What's wrong with a little retro? I mean, almost all of my cameras are "vintage." Even my Diana. I guess there is a small difference. They aren't new things made to look like old things, they're just old things. They're "authentic." This weekend I will probably make waffles in my c. 1950 Sunbeam W-2 waffle maker and serve them on c. 1960 Royal China Blue Heaven plates set on our formica 'n chrome kitchen table.
What's wrong with a little retro? I mean, almost all of my cameras are "vintage." Even my Diana. I guess there is a small difference. They aren't new things made to look like old things, they're just old things. They're "authentic." This weekend I will probably make waffles in my c. 1950 Sunbeam W-2 waffle maker and serve them on c. 1960 Royal China Blue Heaven plates set on our formica 'n chrome kitchen table.
I believe John Canlas uses a Holga at weddings with x-processed slide film.
Without lomography and their enthusiastic shooters army, the color processing labs in my city wouldn't make it until this day. Even a Kodak professional lab is saved from this lomography hype, the lab is almost shut down when the digital frenzy was happening and affected film-processing lab in the whole country.
I really don't give a shit about their overpriced lo-fi cameras and overpraised point-and-shoot style. Honestly the only thing I care is we both shoot film, for the love of the old tradition.
Sure yeah, I should say this: dear lomographers, thanks for everything.
but does that mean that we and they (the buyers) should accept that the products are overpriced?
If you think something... anything... is overpriced, then simply don't buy it. Let the market take its course.

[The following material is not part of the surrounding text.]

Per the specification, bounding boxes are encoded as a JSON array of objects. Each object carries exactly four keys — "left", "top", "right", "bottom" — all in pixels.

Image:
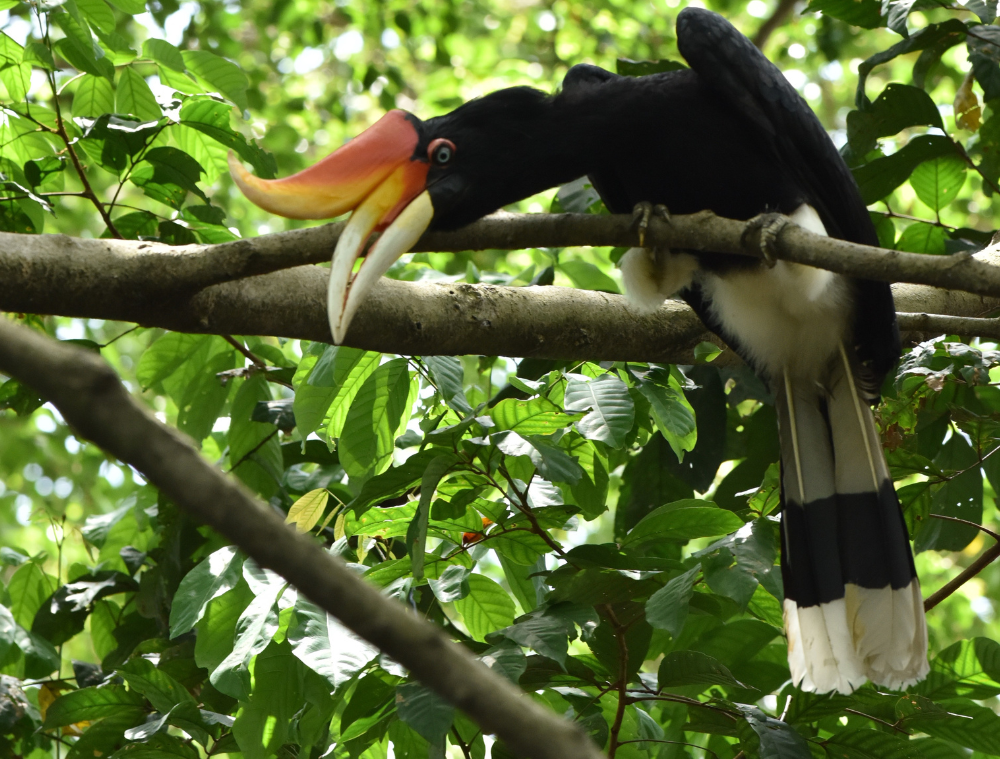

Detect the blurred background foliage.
[{"left": 7, "top": 0, "right": 1000, "bottom": 759}]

Like I said before, I can think of all kinds of photographic items that are overpriced. Not just these "low end" items. So what. I am not compelled by ego, nor by fashion, nor by colleagues to buy anything that I don't want.
Anyway, if it is so clear-cut that the prices are offscale, then why isn't a competitor emerging....?! If you really know that the price for any product is too high according to yoru own calculations, and you know that the demand is there and is solid, then just go into business and take your profit.
would that it were so easy...
besides, there are equivalents that do the same thing and do it for far less, but they - unlike these - aren't marketable in clothing stores. surely being desired doesn't up it's quality or value?
The stores we're talking about are typically next door to starbucks, for crying out loud...!
[...]
buy up a bunch of old cameras on ebay, clean 'em up, paint them pink and bedazzle them and sell them with a roll of film and a blingy chain.
it's the same piece of poorly moulded plastic
I think you mean individually molded plastic. Think about it, the defect has become the effect. Why? Well it's the antithesis of pixel perfection. I still don't see why some insist that the product value is merely the "rational" material value. That has never been true in any business!!! Not even if you're selling gold straight out of the ground.
But anwyay... I say go with it if you want. If not well then the same price will buy you a week's worth of vente moccha crappucinos...
but don't you think it should be rational material value, that we should be better consumers, that we should expect more for our ever harder to earn cash?